Analistas políticos indagam se o “escândalo Covaxin” é o que faltava para o impeachment de Bolsonaro – e apostam fichas em que seja, realmente, o fator determinante, identificando gravidade nas revelações de que o presidente deu aval para a compra da vacina com 1.000% de ágio. A negociação teria sido intermediada por uma empresa que é acusada de corrupção no Ministério da Saúde, na gestão de Ricardo Barros, autor da emenda que permitiu a importação. Fala-se em fator decisivo porque a análise dominante é a de que já são inúmeros os casos de omissão, negligência e de irregularidades por parte do governo federal no processo de enfrentamento à pandemia de coronavírus no Brasil. Infelizmente tais casos não foram suficientes para sensibilizar dirigentes do Congresso, muito menos o barulho das manifestações de rua e dos protestos agitados cotidianamente em redes sociais. Pelo sim, pelo não, as apostas estão sendo canalizadas para esse “superpedido”.
No que diz respeito à pesquisa do Ipec, novo instituto da estatística Márcia Cavallari, ex-Ibope, os percentuais revelam que o ex-presidente Luiz Inácio Lula da Silva (PT) venceria a eleição presidencial no primeiro turno, com 49% dos votos, caso o pleito fosse realizado ontem, dia 25. Não é só o derretimento da popularidade do presidente que favorece a reascensão do líder petista, mas a inviabilidade de surgimento de uma possível “terceira via” para fazer frente à polarização entre esquerda e direita no cenário institucional brasileiro. Com 49% das intenções de voto, Lula tem mais que o dobro de Bolsonaro, que figura na segunda colocação com distantes 23%. Ciro Gomes, do PDT, patina no páreo com 7%, o que, ainda assim, lhe garante a terceira colocação.
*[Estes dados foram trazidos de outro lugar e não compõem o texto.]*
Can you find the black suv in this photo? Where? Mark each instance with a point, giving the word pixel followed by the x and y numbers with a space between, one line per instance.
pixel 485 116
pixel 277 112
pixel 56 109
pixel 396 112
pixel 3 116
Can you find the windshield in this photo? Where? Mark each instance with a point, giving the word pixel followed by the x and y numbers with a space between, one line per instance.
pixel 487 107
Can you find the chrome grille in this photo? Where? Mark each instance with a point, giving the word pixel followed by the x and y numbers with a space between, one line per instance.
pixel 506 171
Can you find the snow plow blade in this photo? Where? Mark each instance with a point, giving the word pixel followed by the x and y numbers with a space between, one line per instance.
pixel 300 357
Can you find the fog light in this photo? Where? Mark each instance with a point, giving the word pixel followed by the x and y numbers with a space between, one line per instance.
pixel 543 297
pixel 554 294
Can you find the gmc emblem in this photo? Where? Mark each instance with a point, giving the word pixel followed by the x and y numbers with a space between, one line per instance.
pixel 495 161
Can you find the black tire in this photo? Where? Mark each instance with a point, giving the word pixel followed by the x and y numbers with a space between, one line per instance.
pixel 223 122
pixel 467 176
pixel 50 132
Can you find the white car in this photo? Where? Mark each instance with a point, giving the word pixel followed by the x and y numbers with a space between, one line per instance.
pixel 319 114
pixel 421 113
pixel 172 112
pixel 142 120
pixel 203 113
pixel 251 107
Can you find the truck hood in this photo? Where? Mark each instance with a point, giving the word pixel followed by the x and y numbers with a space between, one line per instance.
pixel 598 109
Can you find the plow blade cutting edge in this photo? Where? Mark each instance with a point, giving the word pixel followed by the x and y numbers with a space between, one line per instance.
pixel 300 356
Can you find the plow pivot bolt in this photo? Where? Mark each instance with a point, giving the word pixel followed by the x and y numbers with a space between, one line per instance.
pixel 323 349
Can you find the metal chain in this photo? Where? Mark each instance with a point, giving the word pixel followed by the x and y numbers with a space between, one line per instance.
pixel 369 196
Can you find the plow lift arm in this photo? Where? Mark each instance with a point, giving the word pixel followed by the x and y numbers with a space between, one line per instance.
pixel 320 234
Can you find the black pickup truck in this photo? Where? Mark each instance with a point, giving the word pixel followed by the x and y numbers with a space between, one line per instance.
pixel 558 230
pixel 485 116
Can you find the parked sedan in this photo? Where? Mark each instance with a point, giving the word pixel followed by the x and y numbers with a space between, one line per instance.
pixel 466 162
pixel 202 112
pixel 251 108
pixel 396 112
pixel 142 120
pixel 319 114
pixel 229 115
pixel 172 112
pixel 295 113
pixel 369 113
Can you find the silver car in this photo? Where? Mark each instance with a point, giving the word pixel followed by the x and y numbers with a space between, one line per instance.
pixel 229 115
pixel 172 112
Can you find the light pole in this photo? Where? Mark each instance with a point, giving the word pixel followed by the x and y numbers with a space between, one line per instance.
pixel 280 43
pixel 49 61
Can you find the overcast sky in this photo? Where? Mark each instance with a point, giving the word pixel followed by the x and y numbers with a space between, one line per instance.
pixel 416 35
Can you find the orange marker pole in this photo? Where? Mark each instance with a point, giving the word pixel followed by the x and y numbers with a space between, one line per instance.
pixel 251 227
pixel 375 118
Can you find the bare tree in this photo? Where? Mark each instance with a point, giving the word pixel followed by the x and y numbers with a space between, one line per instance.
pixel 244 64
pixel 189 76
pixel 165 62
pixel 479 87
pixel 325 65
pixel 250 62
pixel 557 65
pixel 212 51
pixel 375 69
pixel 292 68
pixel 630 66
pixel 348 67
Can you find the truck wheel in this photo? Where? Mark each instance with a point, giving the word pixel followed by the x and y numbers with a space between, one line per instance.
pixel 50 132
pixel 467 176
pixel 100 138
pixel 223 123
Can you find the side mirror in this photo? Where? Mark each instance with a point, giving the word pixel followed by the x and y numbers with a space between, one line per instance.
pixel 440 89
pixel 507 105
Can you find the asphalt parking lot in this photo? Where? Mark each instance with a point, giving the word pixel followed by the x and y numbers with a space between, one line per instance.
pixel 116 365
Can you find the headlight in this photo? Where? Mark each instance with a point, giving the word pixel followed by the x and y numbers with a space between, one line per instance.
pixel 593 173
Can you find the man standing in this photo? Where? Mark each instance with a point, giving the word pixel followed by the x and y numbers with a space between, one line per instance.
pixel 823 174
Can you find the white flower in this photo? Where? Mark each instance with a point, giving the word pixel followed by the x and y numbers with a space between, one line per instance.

João Doria (PSDB) soma 5% e Luiz Henrique Mandetta (DEM) 3%. Nesse cenário, a soma de todos os adversários chega a 38%, onze pontos percentuais atrás de Luiz Inácio Lula da Silva.
O Ipec adianta que Lula lidera em todos os segmentos do eleitorado e começa a ampliar sua penetração por regiões distintas do país. No Nordeste, ele soma 63% das intenções de voto, 48 pontos à frente de Bolsonaro, e mesmo no sul o petista vence Bolsonaro por 35% a 29%, enquanto no Sudeste, onde se concentram os maiores colégios eleitorais do país, como São Paulo e Minas Gerais, o ex-presidente tem 47% contra 24% do atual mandatário. Enquanto a rejeição ao nome de Lula diminuiu 8 pontos percentuais, os números em relação a Bolsonaro fizeram o caminho contrário: em fevereiro, 56% diziam que não votariam nele de jeito nenhum; hoje, já são 62%. Entre aqueles que votariam com certeza ou poderiam votar, o índice caiu de 38% para 33%. As manifestações contra Bolsonaro configuram uma estratégia para fazê-lo sangrar eleitoralmente caso não prospere o impeachment. Mas a oposição, que está bastante motivada, acredita ter cacife para encurralar o mandatário em qualquer cenário que ele venha a combater. O “Superpedido” é mais um foco de desgaste do capitão.